Jump to: navigation, search

By Augmented Reality Continuum Working Group, Web3D Consortium

Feb 26, 2013

The Augmented Reality Continuum Working Group (ARC WG) has been developing a proposal for extending X3D to support augmented and mixed reality visualization. As the proposal is reaching the state of its completion, the working group has decided to open the proposal into public and collect feedbacks from others, including our Web3D members, other working groups, and generally from anyone who is interested in AR and Web3D technology. The ARC WG would like to welcome all kinds of feedback that would be helpful to consolidate the proposal and advance into next level of extending the X3D specification to support AR and MR visualization.

  • Reviewing period: March, 2013
  • How to give feedback:
    • Use the "discussion" tab on the top of this page to give feedback and start discussions.
    • If you prefer e-mails, please mail your feedback to Gun Lee (ARC WG co-chair, endovert[at]

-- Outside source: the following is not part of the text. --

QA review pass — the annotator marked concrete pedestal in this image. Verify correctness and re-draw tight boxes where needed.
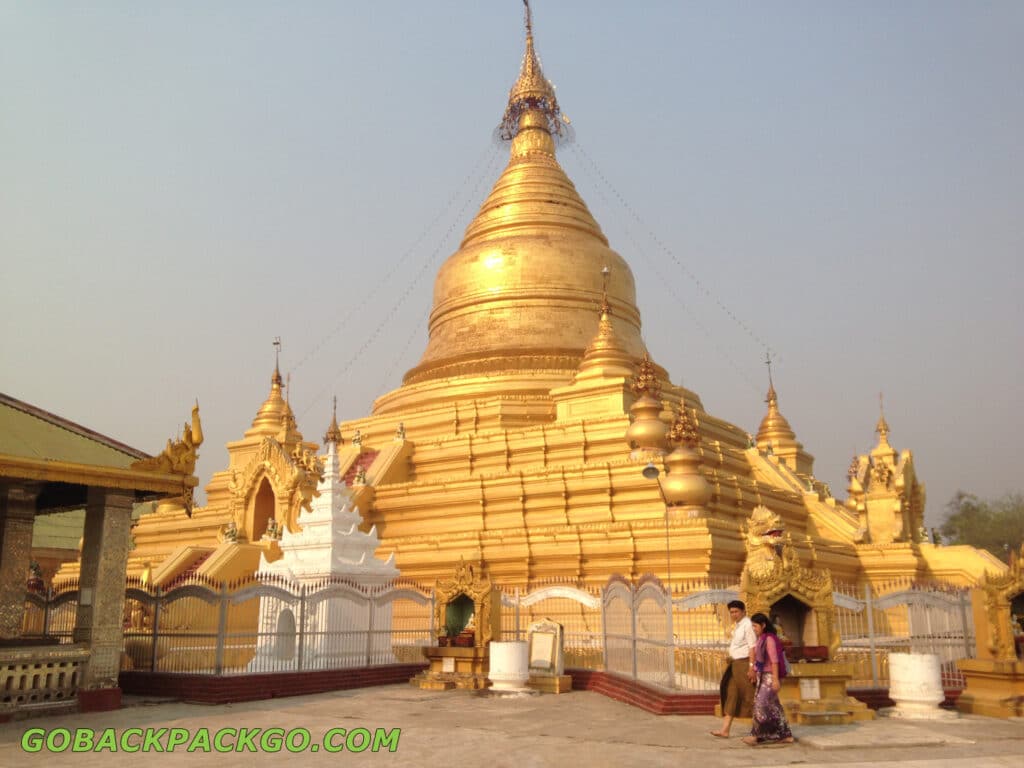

Extending X3D for MR Visualization - Unified Proposal

1. Introduction

This document describes an overview of the unified proposal for extending the X3D standard to support Mixed Reality (MR) visualization. Mixed Reality includes both, Augmented Reality (AR) and Augmented Virtuality (AV). The extension of the X3D standard proposed in this document is based on the comparison of three proposals: two from Web3D Korea Chapter (KC1 and KC2) and one from InstantReality (IR), Fraunhofer IGD. The details of the comparison can be found in the following public wiki page:

In this document we focus on the three main components that are necessary to achieve basic MR visualization: sensors, video stream rendering, and camera calibration. We try to minimize the changes to the current specification, but also try to make the solution to be generic enough so that it could be applied to various future applications besides MR visualization.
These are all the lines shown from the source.